Re: [PATCH v2 1/1] sched/uclamp: add SCHED_FLAG_UTIL_CLAMP_RESET flag to reset uclamp

From: Patrick Bellasi
Date: Wed Oct 14 2020 - 10:51:38 EST



On Tue, Oct 13, 2020 at 22:25:48 +0200, Dietmar Eggemann <dietmar.eggemann@xxxxxxx> wrote...

Hi Dietmar,

> Hi Yun,
>
> On 12/10/2020 18:31, Yun Hsiang wrote:
>> If the user wants to stop controlling uclamp and let the task inherit
>> the value from the group, we need a method to reset.
>>
>> Add SCHED_FLAG_UTIL_CLAMP_RESET flag to allow the user to reset uclamp via
>> sched_setattr syscall.
>
> before we decide on how to implement the 'uclamp user_defined reset'
> feature, could we come back to your use case in
> https://lkml.kernel.org/r/20201002053812.GA176142@ubuntu ?
>
> Lets just consider uclamp min for now. We have:
>
> (1) system-wide:
>
> # cat /proc/sys/kernel/sched_util_clamp_min
>
> 1024
>
> (2) tg (hierarchy) with top-app's cpu.uclamp.min to ~200 (20% of 1024):
>
> # cat /sys/fs/cgroup/cpu/top-app/cpu.uclamp.min
> 20
>
> (3) and 2 cfs tasks A and B in top-app:
>
> # cat /sys/fs/cgroup/cpu/top-app/tasks
>
> pid_A
> pid_B
>
> Then you set A and B's uclamp min to 100. A and B are now user_defined.
> A and B's effective uclamp min value is 100.
>
> Since the task uclamp min values (3) are less than (1) and (2), their
> uclamp min value is not affected by (1) or (2).
>
> If A doesn't want to control itself anymore, it can set its uclamp min
> to e.g. 300. Now A's effective uclamp min value is ~200, i.e. controlled
> by (2), the one of B stays 100.
>
> So the policy is:
>
> (a) If the user_defined task wants to control it's uclamp, use task
> uclamp value less than the tg (hierarchy) (and the system-wide)
> value.
>
> (b) If the user_defined task doesn't want to control it's uclamp
> anymore, use a uclamp value greater than or equal the tg (hierarchy)
> (and the system-wide) value.
>
> So where exactly is the use case which would require a 'uclamp
> user_defined reset' functionality?

Not sure what's the specific use-case Yun is after, but I have at least
one in my mind.

Let say a task does not need boost at all, independently from
the cgroup it's configured to run into. We can go on and set its task
specific value to util_min=0.

In this case, when the task is running alone on a CPU, it will get
always the minimum OPP, independently from its utilization.
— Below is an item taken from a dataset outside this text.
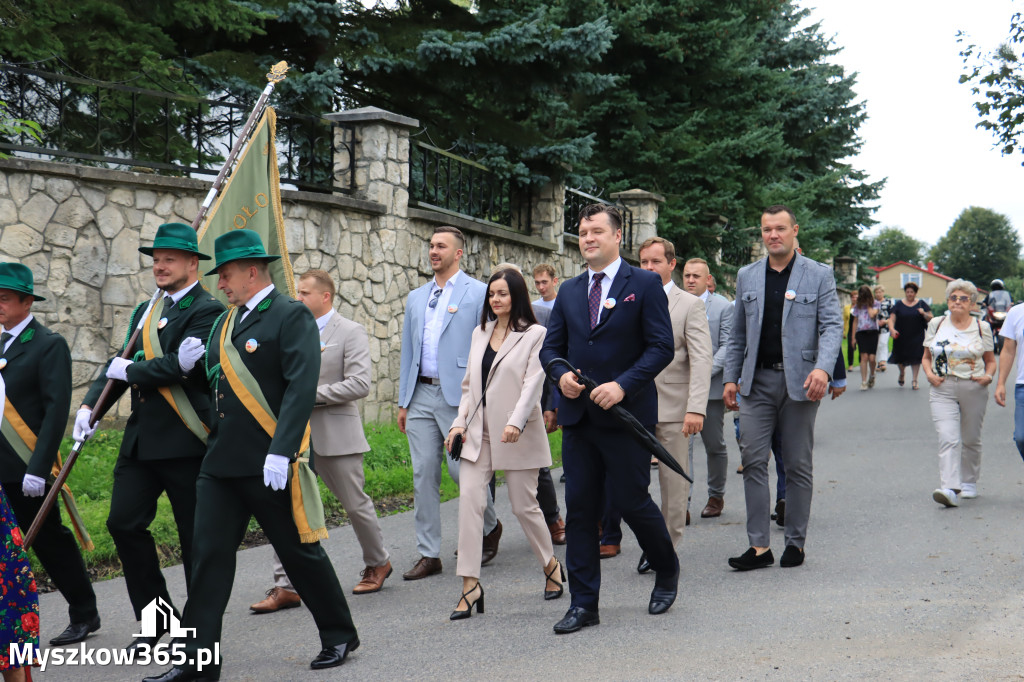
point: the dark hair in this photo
(521, 314)
(780, 208)
(614, 216)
Now, after a while (e.g. some special event happens) we want to relax
this constraint and allow the task to run:
1. at whatever OPP is required by its utilization
2. with any additional boost possibly enforced by its cgroup

Right now we have only quite cumbersome or hack solution:
a) go check the current cgroup util_min value and set for the task
something higher than that
b) set task::util_min=1024 thus asking for the maximum possible boost

Solution a) is more code for userspace and it's also racy. Solution b)
is misleading since the task does not really want to run at 1024.
It's also potentially over-killing in case the task should be moved to
the root group, which is normally unbounded and thus the task will get
executed always at the max OPP without any specific reason why.

A simple _UCLAMP_RESET flag will allow user-space to easily switch a
tasks to the default behavior (follow utilization or recommended
boosts) which is what a task usually gets when it does not opt-in to
uclamp.

Looking forward to see if Yun has an even more specific use-case.